The sunflower (or any plant) out back is being managed by a cabal of these five major phytohormones. And these are some of the things I had to learn in order to understand why and how the head of the sunflower followed the sun. In fact, our summer hours of sunlight were so few and the head became so heavy that I chose to rotate the pot most days.
It seemed like a simple question at the outset. Now I know that that auxins are in the xylem, being created in the apical tip of the plant. Being in a circulatory system, they end up in the phloem, that is on the exterior of the plant. Auxins are light avoiding. They promote growth but migrate away from light. Therefore, they accumulate in the dark and so there is more growth on the shaded side of the plant so it twists as if following the sun.
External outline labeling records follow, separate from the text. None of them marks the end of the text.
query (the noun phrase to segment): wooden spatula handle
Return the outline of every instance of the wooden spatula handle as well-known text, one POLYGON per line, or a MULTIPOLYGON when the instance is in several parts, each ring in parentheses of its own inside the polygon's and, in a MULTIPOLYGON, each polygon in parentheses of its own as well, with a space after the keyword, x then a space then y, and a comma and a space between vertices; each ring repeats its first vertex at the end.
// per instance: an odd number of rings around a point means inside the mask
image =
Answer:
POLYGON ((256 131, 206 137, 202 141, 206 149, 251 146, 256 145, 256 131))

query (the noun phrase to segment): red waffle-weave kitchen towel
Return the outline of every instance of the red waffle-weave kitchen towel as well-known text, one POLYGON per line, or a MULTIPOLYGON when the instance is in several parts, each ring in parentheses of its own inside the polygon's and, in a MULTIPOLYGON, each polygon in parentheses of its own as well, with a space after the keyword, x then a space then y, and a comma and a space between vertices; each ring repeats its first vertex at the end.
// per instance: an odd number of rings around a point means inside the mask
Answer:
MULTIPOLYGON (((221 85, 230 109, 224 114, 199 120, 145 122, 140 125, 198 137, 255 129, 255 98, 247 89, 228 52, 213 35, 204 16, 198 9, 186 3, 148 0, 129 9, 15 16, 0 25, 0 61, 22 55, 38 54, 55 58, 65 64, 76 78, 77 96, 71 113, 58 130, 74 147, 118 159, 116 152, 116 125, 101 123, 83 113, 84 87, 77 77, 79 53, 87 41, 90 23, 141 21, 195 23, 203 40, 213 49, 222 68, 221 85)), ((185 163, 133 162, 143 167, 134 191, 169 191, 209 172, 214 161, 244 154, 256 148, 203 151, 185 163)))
But how is the thin stalk of the sunflower so strong that it can grow two metres or more and not break in the wind? Now I know that sunflowers have a special type of phloem fibre cell that grows just outside the active phloem. These fibres are what give the stalks their rigidity. However, engineering tests show that the shearing stress and the specific shearing energy vary in proportion to moisture content. In short, if you keep your sunflower turgid, it will stand longer.
Our sunflower was germinated by a daughter in late February and the gift was repotted outdoors six months ago. It stands over two metres in a half metre pot. It’s been blown over countless times and has sustained no damage. The first head is now drying in a shed so that we can harvest the seeds.
There are two new heads that are thriving, well attended by bees. Your readers will know that I like volcanoes and having visited the site of Krakatoa, I climbed Anak Krakatoa, Child of Krakatoa.
I think of the sunflower as Anak Helianthus because it seems to me that the sunflower is both a child of and a force of nature. I’m keeping the seeds for next year. Perhaps we’ll be lucky and germinate a hundred or fifty or ten or two and share them among our friends.